August 6, 2010, 3:42 pm
Hi, its so neat to see this blog! I have a friend who is traveling to Guatemala next week and is wondering about taking baby food with her. Did you take baby food when you went? If so, did you have to pay duty on it? Was it a problem in anyway to take it? Thanks!
October 15, 2010, 12:19 pm
I am happy to hear positive things about travel with a baby in Guatemala & thoughts on taking a small child everywhere as my husband & I are taking our what will be 8mo old there. Our last trip there was without child in 2009. I brought my baby to Mexico from Canada at not even 2mo old to live here for a year or so(my husband is Mexican). I hardly know Spanish, but my husband does at least. Everyone thought I was crazy (even my doctor in Canada who I am not returning to). Am nervous about the long trip (12hours there) how will the baby be? happy to hear about the success on a long bus ride,we are going to be driving which may be easier for stopping. Please write more.
March 21, 2011, 6:20 pm
Hi! How old was Petra when you took her to Guatemala?? I am taking my daughter who just turned 1 year old to Guatemala City at the end of May we will be there for 2 months. My friends and family have started scaring me into thinking that I am endangering MY child! Did you have any concerns or do anything before you left the States to prepare her for Guatemala. My daughter is getting her Hep A shots early. She is used to traveling and Im pretty sure she actually likes it. babies just seem to adapt to new places easily. Anyways I would love thoughts or advice on anything before we head off!!

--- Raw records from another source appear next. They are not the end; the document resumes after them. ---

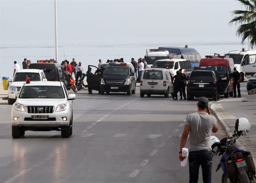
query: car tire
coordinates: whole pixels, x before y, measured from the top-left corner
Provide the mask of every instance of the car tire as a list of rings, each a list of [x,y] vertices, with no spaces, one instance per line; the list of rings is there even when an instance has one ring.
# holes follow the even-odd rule
[[[193,95],[190,94],[188,92],[187,94],[187,100],[194,100],[194,96]]]
[[[19,126],[11,126],[11,135],[13,139],[19,139],[21,136],[21,129]]]
[[[224,94],[224,97],[225,98],[228,98],[228,90]]]
[[[134,89],[132,91],[132,94],[135,94],[135,92],[136,92],[136,85],[134,87]]]
[[[65,129],[61,129],[61,137],[69,138],[70,136],[70,122],[69,125],[66,126]]]
[[[15,102],[15,101],[16,101],[15,100],[15,99],[11,99],[11,98],[8,98],[8,104],[9,105],[13,105],[13,104],[14,104],[14,102]]]
[[[165,97],[167,98],[169,96],[169,88],[167,89],[167,92],[165,94]]]
[[[131,90],[131,89],[130,87],[130,90],[127,92],[127,95],[131,95],[131,93],[132,93],[132,91]]]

Thanks for writing this. 🙂
January 3, 2012, 2:30 pm
Thank you so much for your article above. It seems our little ones are probably only a few months apart. Like you, we have not been afraid to travel the globe with our little one, so I am not worried about the travel or the adjusting part of it all. Rather I am looking to see recommendations on what to do with our 2 year old. We will be going to Lake Peten Itza in a few months and I can’t seem to find many websites with advice on that area. We frequently travel with our backpack so that we can take him on hikes, etc. Do you know anything about this area?

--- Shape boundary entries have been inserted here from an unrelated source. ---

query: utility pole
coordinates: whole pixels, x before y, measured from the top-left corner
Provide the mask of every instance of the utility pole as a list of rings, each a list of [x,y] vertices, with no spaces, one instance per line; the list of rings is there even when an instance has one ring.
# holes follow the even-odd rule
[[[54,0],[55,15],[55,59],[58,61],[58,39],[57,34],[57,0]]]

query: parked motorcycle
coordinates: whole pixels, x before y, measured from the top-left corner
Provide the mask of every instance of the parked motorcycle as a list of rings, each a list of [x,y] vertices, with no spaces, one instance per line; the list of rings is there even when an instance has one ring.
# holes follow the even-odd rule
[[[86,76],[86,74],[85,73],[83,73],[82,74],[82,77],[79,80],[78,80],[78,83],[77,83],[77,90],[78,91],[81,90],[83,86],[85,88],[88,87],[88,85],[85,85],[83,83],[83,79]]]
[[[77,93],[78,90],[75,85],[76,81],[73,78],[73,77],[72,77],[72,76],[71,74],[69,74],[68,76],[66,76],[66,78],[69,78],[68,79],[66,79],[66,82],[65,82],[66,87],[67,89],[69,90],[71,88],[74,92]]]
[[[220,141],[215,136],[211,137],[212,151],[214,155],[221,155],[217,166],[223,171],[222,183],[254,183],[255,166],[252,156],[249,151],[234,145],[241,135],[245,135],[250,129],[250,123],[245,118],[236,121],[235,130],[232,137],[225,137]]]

Kuddos to you as well for traveling with a baby. We have people tell us we are crazy all of the time. It is definitely an adjustment to traveling, but is a good adjustment. He is literally one of the most social little guys I know!
All the best,
October 28, 2015, 9:20 pm
Hello, I have a 20 month old and I’m looking to travel to Livingston, Guatemala. my grandpa owns a home there and I’ve visited before while I was 14, (now I am 22) I am excited. I Dont remember babies much but i wasn’t looking for them neither. I do not believe in vaccinating though and am from NY, usa where i everything is so obtainable and internet is like a second god. Any advice you can give me. I am concerned with diseases and food and milk acessability. (I do not breastfeed and he is used to a bottle before his 2 naps and bedtime) also concerned with stroller. I can bring a carrier but I have never used it besides once or twice, but never longer than an hour or two. Also how much money should I bring or how much does the trip cost
January 14, 2019, 12:00 am
So glad we cam across your post.
We are headed to Guatemala with our soon to be 8 month old for three weeks.
Just wondering what you did for travelling from city to city with Petra….did you bring your own car seat?